Tomate, mozzarella y Tom Cruise
Padial le pasó a Sanz una lista de 15 títulos para que eligiera siete que acabarían en las pizzas chifladísimas que se muestran en la película. Además de la citada Marilyn, pasaron el corte 'Parque jurásico', 'Psicosis', 'E.T., el extraterrestre', 'La tentación vive arriba', 'En busca del arca perdida' y Tom Cruise en 'Misión: Imposible'. "Lo difícil de las pizzas es dar con el parecido -apunta el ilustrador-. Si haces a Tom Cruise, tienes que conseguir que sea reconocible y que además parezca sencillo, que cada uno piense que lo podría hacer en su casa con sus hijos. Yo iba al supermercado, compraba los ingredientes que creía que podían dar resultado y montaba las pizzas en mi estudio. Y cuando ya tuve las siete, me dijeron: 'Pues ahora vienes a Barcelona y las haces aquí en el rodaje'. Y ahí estuve, como si fuera el cocinero del equipo".
Asier Sanz subraya que todas las pizzas que aparecen en la película se pueden comer, pero no recomendaría a nadie que lo hiciera. "Hacer un collage de pizza es casi como pintar. La base de la pizza es el lienzo, y los colores y las formas te los dan los ingredientes. Entonces, claro, si buscas dos tonos de marrón, pues igual mezclas ahí un trozo de jamón serrano y colacao. El sabor debe de ser horrible, pero ¡qué bien queda visualmente!". En su último día en el rodaje, el 'pizzaiolo' de la risa puso todas sus pizzas en fila y les dijo: "Gracias por habérmelo hecho pasar tan bien. Habéis quedado fantásticas y ojalá le deis mucha energía a esta película". El equipo, encabezado por Padial y los dos protagonistas, Berto Romero y Judit Martín, empezó a aplaudir. "Fue la mejor despedida para las pizzas. Es que también hay que despedirse de las cosas, no solo de los seres humanos".
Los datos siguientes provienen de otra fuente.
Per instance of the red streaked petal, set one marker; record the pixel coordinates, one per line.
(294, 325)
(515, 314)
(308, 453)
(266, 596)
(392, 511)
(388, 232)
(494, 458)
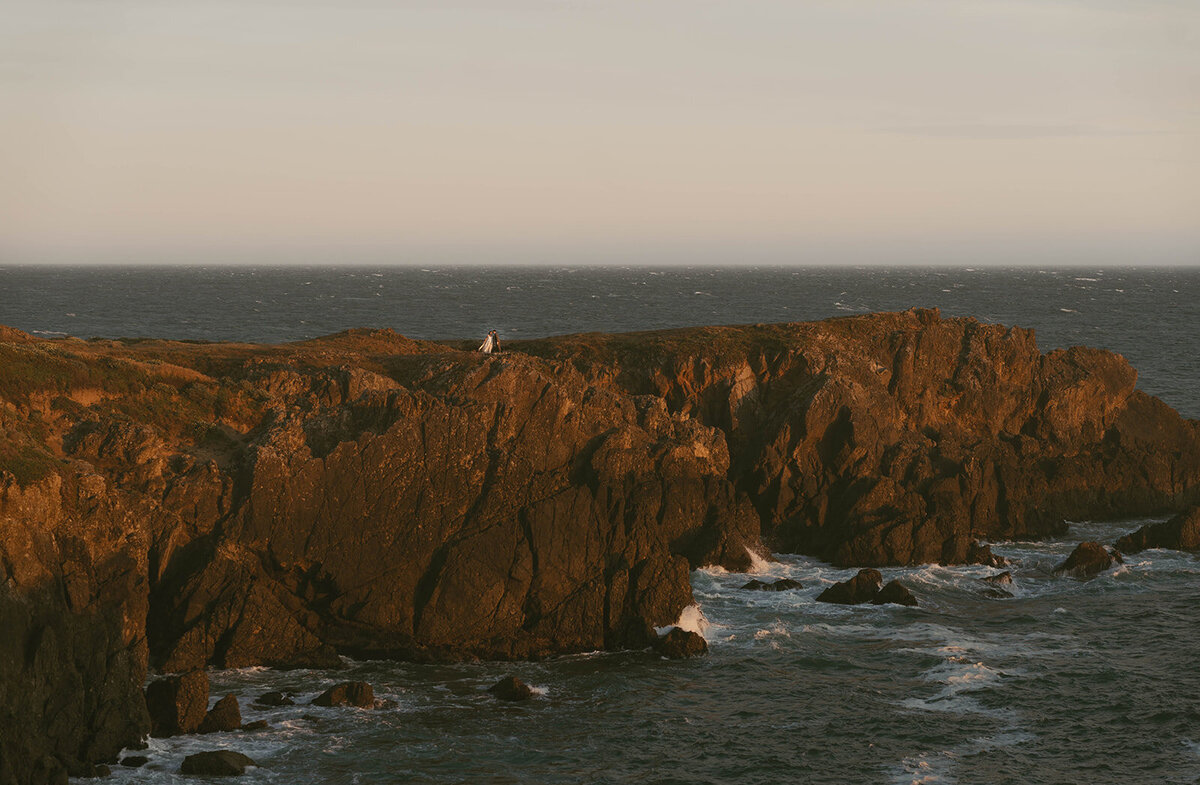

Entre las muchas cosas buenas que Sanz dice haberse llevado de 'Pizza Movies', destaca el haber descubierto a Padial y su mundo creativo. "Es un tío extraordinario: divertido, humano, inteligente, profundo, loco, surrealista... Y todo eso está en la película. Hoy no es fácil ver a un artista que deje su huella de esta manera en sus obras, porque las cosas ya se hacen sin alma. Pero esta es una película con alma. Y eso es algo que ya se veía desde el rodaje, donde se juntó un montón de gente muy creativa y muy cariñosa y donde todo el mundo trataba de ayudarse para sacar lo mejor los unos de los otros. Luego, cuando ya vuelves a la vida, notas como una falta de amor. Y piensas: 'Joder, la vida tendría que ser como 'Pizza movies'".